Add full attribution README for upstream models (GigaAM, 3D-Speaker)

2341cf2 verified 9 days ago

3.69 kB

	---
	license: apache-2.0
	language:
	- ru
	tags:
	- automatic-speech-recognition
	- speaker-diarization
	- onnx
	- russian
	- asr
	- gigaam
	- 3d-speaker
	- camplus
	- eres2net
	- mobile
	- offline
	library_name: onnx
	---

	# ProtocolVoice ASR Models

	ONNX models for offline Russian speech recognition and speaker diarization,
	packaged for the [ProtocolVoice](https://github.com/protocolvoice) Android app.

	## Contents

	\| File \| Size \| Purpose \| Original source \| Original license \|
	\|---\|---\|---\|---\|---\|
	\| `gigaam_v3_e2e_ctc_int8.onnx` \| 305 MB \| Russian ASR with built-in punctuation \| [Sber/SaluteDevices GigaAM](https://github.com/salute-developers/GigaAM) (v3, e2e CTC, int8-quantized) \| MIT \|
	\| `speaker_embedding_camplus.onnx` \| 27 MB \| Speaker embedding (CAM++) \| [modelscope/3D-Speaker](https://github.com/modelscope/3D-Speaker) \| Apache-2.0 \|
	\| `speaker_embedding.onnx` \| 111 MB \| Speaker embedding (ERes2Net) \| [modelscope/3D-Speaker](https://github.com/modelscope/3D-Speaker) \| Apache-2.0 \|
	\| `speaker_embedding_v2.onnx` \| 68 MB \| Speaker embedding (ERes2NetV2) \| [modelscope/3D-Speaker](https://github.com/modelscope/3D-Speaker) \| Apache-2.0 \|
	\| `manifest.json` \| < 1 KB \| SHA-256 hashes of all models \| this repo \| Apache-2.0 \|

	## Important

	These are NOT new models — this repository redistributes existing models in ONNX
	format for convenient mobile delivery. The original authors retain all credit and
	copyright. We did not train, fine-tune, or modify the model weights.

	Please cite the original projects, not this redistribution:

	- GigaAM-v3 (ASR): Sber AI, SaluteDevices —
	https://github.com/salute-developers/GigaAM
	- 3D-Speaker (CAM++, ERes2Net, ERes2NetV2): ModelScope, Alibaba —
	https://github.com/modelscope/3D-Speaker

	The ONNX conversions and runtime were prepared via [sherpa-onnx](https://github.com/k2-fsa/sherpa-onnx)
	(Apache-2.0).

	## Why this redistribution

	The ProtocolVoice mobile app needs to download these models on first run from a
	mirror that:
	- supports files larger than 100 MB without git-lfs limits,
	- has fast CDN reachable from Russia,
	- is the conventional hosting platform for ML models.

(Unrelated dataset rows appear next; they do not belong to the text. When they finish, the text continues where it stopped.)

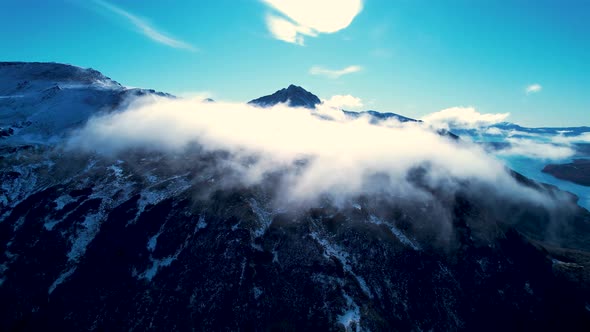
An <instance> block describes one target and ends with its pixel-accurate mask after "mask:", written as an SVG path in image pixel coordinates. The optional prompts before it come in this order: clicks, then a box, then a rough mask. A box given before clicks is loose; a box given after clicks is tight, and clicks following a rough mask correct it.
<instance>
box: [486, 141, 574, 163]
mask: <svg viewBox="0 0 590 332" xmlns="http://www.w3.org/2000/svg"><path fill="white" fill-rule="evenodd" d="M506 141H507V142H508V143H510V147H509V148H507V149H502V150H499V151H498V152H497V153H498V154H499V155H513V156H526V157H529V158H533V159H546V160H560V159H566V158H570V157H572V156H573V155H574V154H575V153H576V152H575V151H574V150H573V149H572V148H570V147H569V146H563V145H555V144H550V143H546V142H540V141H538V140H534V139H525V138H506Z"/></svg>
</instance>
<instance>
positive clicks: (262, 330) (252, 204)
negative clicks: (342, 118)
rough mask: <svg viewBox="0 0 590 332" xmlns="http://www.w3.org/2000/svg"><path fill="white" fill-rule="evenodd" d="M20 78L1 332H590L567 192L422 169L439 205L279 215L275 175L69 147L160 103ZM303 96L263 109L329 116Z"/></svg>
mask: <svg viewBox="0 0 590 332" xmlns="http://www.w3.org/2000/svg"><path fill="white" fill-rule="evenodd" d="M15 66H17V65H13V64H0V79H1V80H2V82H1V84H0V87H2V90H0V92H1V93H2V95H3V96H2V98H0V110H1V113H0V127H1V128H3V130H5V132H6V133H10V135H6V137H2V138H0V179H1V187H0V253H2V255H1V256H0V330H2V331H39V330H50V331H81V330H96V331H119V330H126V331H128V330H135V331H145V330H171V331H192V330H199V331H227V330H247V331H250V330H252V331H424V330H433V331H441V330H442V331H458V330H470V331H474V330H477V331H500V330H501V331H521V330H533V331H534V330H553V331H556V330H562V331H586V330H587V328H588V326H590V274H589V271H590V213H589V212H588V211H587V210H585V209H582V208H580V207H579V206H577V205H576V203H575V197H573V196H570V195H567V194H565V193H563V192H561V191H559V190H558V189H557V188H555V187H551V186H548V185H543V184H539V183H536V182H534V181H532V180H529V179H527V178H525V177H523V176H521V175H519V174H517V173H514V172H512V173H511V174H512V176H513V177H514V178H515V179H516V180H517V181H518V182H519V183H520V184H521V185H522V186H525V187H527V188H530V189H532V190H533V191H534V192H537V193H542V194H544V195H548V196H549V197H553V198H555V199H556V201H557V200H558V199H559V204H555V206H553V207H550V206H543V205H541V204H534V203H531V202H526V201H515V200H512V199H510V198H508V197H505V196H503V195H501V194H498V193H494V192H490V191H487V190H486V188H482V187H478V186H476V184H475V183H473V182H470V181H464V182H460V183H459V184H458V186H457V188H456V190H454V191H447V190H442V189H441V188H439V187H436V186H433V185H432V183H431V182H429V181H428V172H429V171H430V168H429V167H428V165H416V168H415V169H413V170H412V171H411V172H409V173H408V175H407V177H408V181H409V182H411V183H413V184H414V185H415V186H418V187H420V188H423V189H424V191H425V192H428V193H430V195H431V197H432V198H431V199H429V200H426V201H417V200H415V199H413V198H411V197H404V196H395V195H389V194H377V193H373V194H359V195H358V196H356V197H353V198H351V199H350V200H348V201H345V202H336V201H333V200H331V199H330V197H323V198H322V199H320V200H319V202H316V203H314V204H308V205H290V204H286V203H281V202H282V201H277V200H275V199H273V197H274V196H275V188H276V181H277V179H276V177H274V176H273V175H271V176H269V177H268V178H267V179H265V181H262V182H261V183H260V184H257V185H251V186H248V185H241V186H227V185H224V179H227V178H228V177H231V176H232V174H231V172H230V171H227V169H226V168H224V167H223V165H224V161H226V160H227V158H228V154H227V152H224V151H210V150H207V149H203V148H202V147H201V146H199V145H197V144H195V145H194V146H190V147H189V148H187V151H183V152H182V153H156V152H153V151H152V152H150V151H143V150H132V151H125V153H121V154H118V155H109V156H104V155H97V154H93V153H82V152H79V153H74V152H71V151H69V150H66V149H65V148H64V147H63V146H62V145H61V143H60V142H61V141H60V140H59V137H61V136H60V135H67V133H68V132H69V131H71V130H75V129H76V128H78V127H79V126H81V125H83V124H84V123H85V121H87V119H88V118H89V117H91V116H93V115H95V114H98V113H101V112H112V111H114V110H117V109H119V108H120V107H122V106H123V105H125V100H126V98H128V97H129V96H133V95H135V94H137V93H140V94H143V95H148V96H149V95H152V94H157V93H156V92H153V91H150V90H140V92H137V90H133V91H132V90H130V89H127V88H125V87H123V86H121V85H119V84H115V83H113V81H111V80H106V79H105V78H103V76H102V74H100V75H99V74H98V73H97V72H95V71H90V70H84V69H76V68H72V67H69V66H65V65H57V64H20V65H18V66H17V67H15ZM54 86H58V87H59V90H57V89H52V87H54ZM47 89H52V90H49V91H48V90H47ZM134 91H135V92H134ZM303 91H304V90H303V89H301V88H299V87H294V86H292V87H289V88H288V89H283V90H280V91H278V92H277V93H275V94H274V95H272V96H267V97H262V98H259V99H255V100H254V101H252V103H255V104H258V105H270V104H272V103H275V102H286V101H287V100H289V101H290V103H291V105H292V106H304V107H312V106H314V105H317V103H319V99H318V98H317V97H315V96H313V97H312V96H310V95H309V94H308V93H304V92H303ZM162 95H163V96H167V95H164V94H162ZM273 96H274V97H273ZM314 97H315V98H314ZM55 105H62V106H66V105H67V106H68V107H56V106H55ZM78 110H79V112H78ZM47 112H53V113H50V114H62V113H59V112H63V114H62V115H63V117H62V118H61V120H59V121H60V122H56V121H57V120H55V118H54V117H49V116H45V115H46V114H47ZM71 114H75V116H73V115H72V116H69V117H66V115H71ZM46 121H48V122H46ZM51 121H53V122H51ZM8 128H12V132H9V131H8V130H9V129H8ZM164 129H166V128H164ZM164 129H163V130H164ZM48 137H49V138H48ZM56 137H57V138H56ZM457 144H459V143H457ZM299 167H305V163H302V164H301V165H299ZM380 181H382V180H380Z"/></svg>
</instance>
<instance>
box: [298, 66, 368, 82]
mask: <svg viewBox="0 0 590 332" xmlns="http://www.w3.org/2000/svg"><path fill="white" fill-rule="evenodd" d="M362 69H363V68H362V67H361V66H348V67H346V68H343V69H340V70H334V69H328V68H324V67H321V66H313V67H311V69H310V70H309V73H310V74H312V75H319V76H325V77H328V78H334V79H336V78H339V77H341V76H343V75H347V74H352V73H357V72H359V71H361V70H362Z"/></svg>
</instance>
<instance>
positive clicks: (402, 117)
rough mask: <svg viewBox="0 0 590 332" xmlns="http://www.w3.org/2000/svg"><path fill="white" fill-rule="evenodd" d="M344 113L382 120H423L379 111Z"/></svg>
mask: <svg viewBox="0 0 590 332" xmlns="http://www.w3.org/2000/svg"><path fill="white" fill-rule="evenodd" d="M343 112H344V114H346V115H347V116H350V117H353V118H358V117H360V116H367V115H368V116H370V117H371V118H372V119H373V120H374V121H381V120H389V119H395V120H397V121H399V122H422V121H421V120H416V119H412V118H408V117H405V116H403V115H399V114H396V113H381V112H377V111H372V110H370V111H362V112H351V111H343Z"/></svg>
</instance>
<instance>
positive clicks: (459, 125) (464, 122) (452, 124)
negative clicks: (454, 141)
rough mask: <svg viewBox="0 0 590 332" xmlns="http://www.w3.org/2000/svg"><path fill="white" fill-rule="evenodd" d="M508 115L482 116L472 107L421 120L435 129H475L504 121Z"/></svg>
mask: <svg viewBox="0 0 590 332" xmlns="http://www.w3.org/2000/svg"><path fill="white" fill-rule="evenodd" d="M509 116H510V113H487V114H482V113H479V112H477V111H476V110H475V108H473V107H452V108H447V109H444V110H442V111H439V112H436V113H431V114H428V115H426V116H424V117H422V120H423V121H424V122H426V123H429V124H430V125H433V126H435V127H442V128H464V129H477V128H482V127H487V126H490V125H493V124H496V123H500V122H503V121H505V120H506V119H507V118H508V117H509Z"/></svg>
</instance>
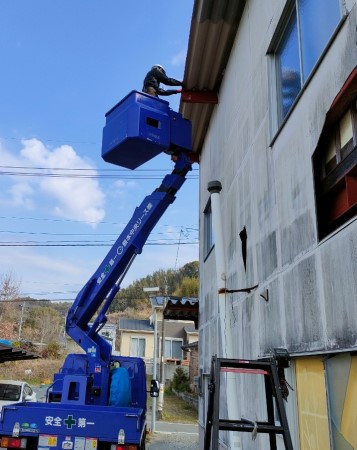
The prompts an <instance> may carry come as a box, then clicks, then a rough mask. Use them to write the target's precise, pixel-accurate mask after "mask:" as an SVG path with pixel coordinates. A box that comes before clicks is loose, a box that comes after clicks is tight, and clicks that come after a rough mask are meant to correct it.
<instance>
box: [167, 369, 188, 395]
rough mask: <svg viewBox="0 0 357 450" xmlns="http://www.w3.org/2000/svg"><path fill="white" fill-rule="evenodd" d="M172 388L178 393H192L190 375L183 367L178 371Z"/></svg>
mask: <svg viewBox="0 0 357 450" xmlns="http://www.w3.org/2000/svg"><path fill="white" fill-rule="evenodd" d="M170 387H171V388H172V389H174V390H175V391H177V392H191V388H190V381H189V378H188V375H186V372H185V371H184V370H183V369H182V367H178V368H177V369H176V371H175V373H174V376H173V379H172V381H171V386H170Z"/></svg>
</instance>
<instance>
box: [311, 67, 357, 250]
mask: <svg viewBox="0 0 357 450" xmlns="http://www.w3.org/2000/svg"><path fill="white" fill-rule="evenodd" d="M351 80H352V81H351V82H352V83H354V84H355V85H357V69H356V70H355V71H354V73H353V74H352V77H351ZM354 92H355V90H354V87H353V86H352V87H351V88H347V89H346V91H344V95H345V96H346V99H345V100H343V103H342V104H340V103H338V102H337V104H334V105H333V107H332V108H331V110H330V111H329V113H328V118H329V119H328V120H327V122H326V123H325V125H324V128H323V130H322V133H321V136H320V139H319V142H318V144H317V147H316V149H315V151H314V153H313V155H312V166H313V173H314V190H315V204H316V221H317V232H318V240H319V241H323V240H324V239H325V238H327V237H328V236H330V235H331V234H332V233H334V232H336V231H337V230H338V229H339V228H340V226H342V225H346V224H347V223H348V222H349V221H350V220H354V219H355V218H356V216H357V195H356V194H354V195H353V193H354V192H355V191H356V188H355V186H356V185H357V95H356V94H354ZM347 112H350V114H351V125H352V138H350V139H349V140H348V141H347V142H346V144H345V145H344V146H341V135H340V129H341V122H342V119H343V118H344V117H345V115H346V113H347ZM331 117H332V118H331ZM331 145H332V146H334V150H335V161H334V162H333V163H332V162H331V161H332V158H331V159H329V160H327V159H326V154H328V152H329V149H330V147H331Z"/></svg>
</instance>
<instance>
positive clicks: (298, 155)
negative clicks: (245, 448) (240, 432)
mask: <svg viewBox="0 0 357 450" xmlns="http://www.w3.org/2000/svg"><path fill="white" fill-rule="evenodd" d="M284 5H285V1H283V0H275V1H274V0H271V1H269V2H266V1H260V0H251V1H248V2H247V5H246V7H245V10H244V14H243V18H242V21H241V24H240V27H239V30H238V33H237V37H236V42H235V45H234V47H233V50H232V53H231V57H230V62H229V65H228V67H227V69H226V72H225V76H224V80H223V84H222V87H221V91H220V93H219V105H218V106H217V107H216V109H215V111H214V114H213V117H212V120H211V124H210V127H209V130H208V133H207V136H206V140H205V144H204V148H203V151H202V155H201V162H200V212H201V219H200V222H201V226H200V230H201V231H200V233H201V235H200V242H201V243H202V245H201V250H200V261H201V265H200V278H201V285H200V367H201V369H202V370H203V371H204V372H206V373H207V372H209V371H210V362H211V356H212V355H213V354H218V355H219V354H220V352H221V348H220V332H219V318H218V307H217V301H218V295H217V283H216V273H215V260H214V257H215V254H214V249H213V251H212V252H211V253H210V255H208V257H206V255H205V254H204V249H203V242H204V235H203V223H204V220H203V215H204V213H203V212H204V209H205V206H206V204H207V202H208V199H209V193H208V191H207V183H208V182H209V181H212V180H219V181H220V182H221V183H222V186H223V190H222V192H221V207H222V218H223V228H224V239H225V253H226V260H227V288H228V289H232V290H233V289H241V288H244V287H247V286H253V285H255V284H259V287H258V288H257V290H256V291H254V292H253V293H251V294H241V293H239V294H230V299H229V300H230V304H231V309H232V313H231V318H230V323H229V324H226V325H228V326H230V327H231V331H232V334H233V336H234V345H233V352H234V355H233V357H235V358H250V359H256V358H259V357H260V356H262V355H266V354H267V353H270V352H271V350H272V349H273V348H274V347H286V348H287V349H288V350H289V352H291V353H293V354H301V353H304V352H320V353H324V352H327V351H331V350H336V349H339V350H342V349H353V350H356V347H357V336H356V335H357V327H356V317H357V302H356V292H357V268H356V256H357V221H356V220H355V221H351V222H350V223H349V224H348V225H347V226H346V227H345V228H343V229H340V230H338V231H337V232H335V233H334V234H333V235H332V236H330V237H329V238H328V239H325V240H324V241H323V242H319V241H318V238H317V223H316V214H315V192H314V183H313V170H312V155H313V152H314V150H315V148H316V145H317V142H318V139H319V136H320V134H321V131H322V127H323V124H324V120H325V114H326V112H327V111H328V110H329V108H330V106H331V103H332V101H333V99H334V98H335V96H336V94H337V93H338V92H339V90H340V89H341V87H342V86H343V84H344V82H345V80H346V78H347V77H348V75H349V74H350V73H351V71H352V70H353V68H354V67H355V65H356V62H357V48H356V23H357V15H356V9H357V5H356V1H355V0H354V1H352V0H349V1H348V2H346V5H347V7H348V8H349V9H350V12H349V16H348V18H347V19H346V22H345V23H344V24H343V26H342V27H341V29H340V30H339V31H338V33H337V35H336V37H335V39H334V40H333V42H332V44H331V46H330V48H329V49H328V51H327V53H326V55H325V56H324V58H323V60H322V61H321V63H320V65H319V67H318V69H317V70H316V72H315V73H314V75H313V77H312V78H311V80H310V81H309V83H308V84H307V85H306V86H305V88H304V92H303V93H302V95H301V97H300V99H299V101H298V103H297V104H296V106H295V108H294V110H293V112H292V114H291V115H290V117H289V118H288V120H287V122H286V123H285V125H284V126H283V127H282V129H281V130H280V131H279V134H278V135H276V136H273V135H272V134H271V131H270V130H271V124H270V114H271V111H270V104H269V84H268V80H269V76H268V70H269V69H268V61H267V60H268V56H267V55H266V53H267V49H268V46H269V44H270V42H271V39H272V36H273V33H274V31H275V29H276V26H277V23H278V21H279V18H280V16H281V13H282V10H283V8H284ZM273 137H274V139H273ZM244 227H245V228H246V231H247V235H248V240H247V269H246V271H245V269H244V265H243V260H242V254H241V240H240V237H239V233H240V231H241V230H242V229H243V228H244ZM265 290H268V292H269V301H268V302H266V301H265V300H264V299H263V298H262V297H261V296H260V294H262V293H264V291H265ZM248 383H249V382H248ZM241 394H242V399H241V401H242V404H243V403H244V404H245V405H247V404H248V405H250V410H251V412H252V414H253V415H254V416H255V414H256V411H257V410H259V401H258V399H259V395H256V393H255V392H254V388H253V387H251V389H247V384H245V387H244V389H243V388H242V392H241ZM245 400H246V401H245ZM242 412H243V409H242ZM203 419H204V418H203V417H202V415H201V418H200V420H203ZM243 434H244V433H243ZM244 439H245V438H244ZM247 439H250V438H249V437H248V438H247ZM256 448H259V446H258V447H256Z"/></svg>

	All redistributed files retain their original licenses. This README serves as
	the required attribution under those licenses.

	## How to use

	Each model is loaded by [sherpa-onnx](https://github.com/k2-fsa/sherpa-onnx) on
	the device. The ProtocolVoice app:

	1. Downloads each `.onnx` file by HTTP from
	`https://huggingface.co/protocolvoice/asr-models/resolve/main/{filename}`,
	2. Verifies SHA-256 against `manifest.json`,
	3. Loads via sherpa-onnx for offline inference.

	You can also use these files directly with sherpa-onnx in any project that
	respects the original licenses.

	## Verifying integrity

	```python
	import hashlib

	with open("gigaam_v3_e2e_ctc_int8.onnx", "rb") as f:
	print(hashlib.sha256(f.read()).hexdigest())
	# expected: 0aacb41f70f0f5aaac4b45dd430337b9e16b180f22c72af04db8516e7609c3c0
	```

	Hashes for all files are in `manifest.json`.

	## License

	This repository's metadata, README, and packaging scripts are released under
	Apache-2.0. Each model file remains under its original license (see the
	table above). By using a model, you accept its original license — not just
	this repository's.

	## Removal request

	If you are an author of one of the upstream projects and have any concerns
	about this redistribution (attribution, hosting, anything else), please open
	a discussion on this Hugging Face repo or email the maintainers — the files
	will be amended or removed as requested.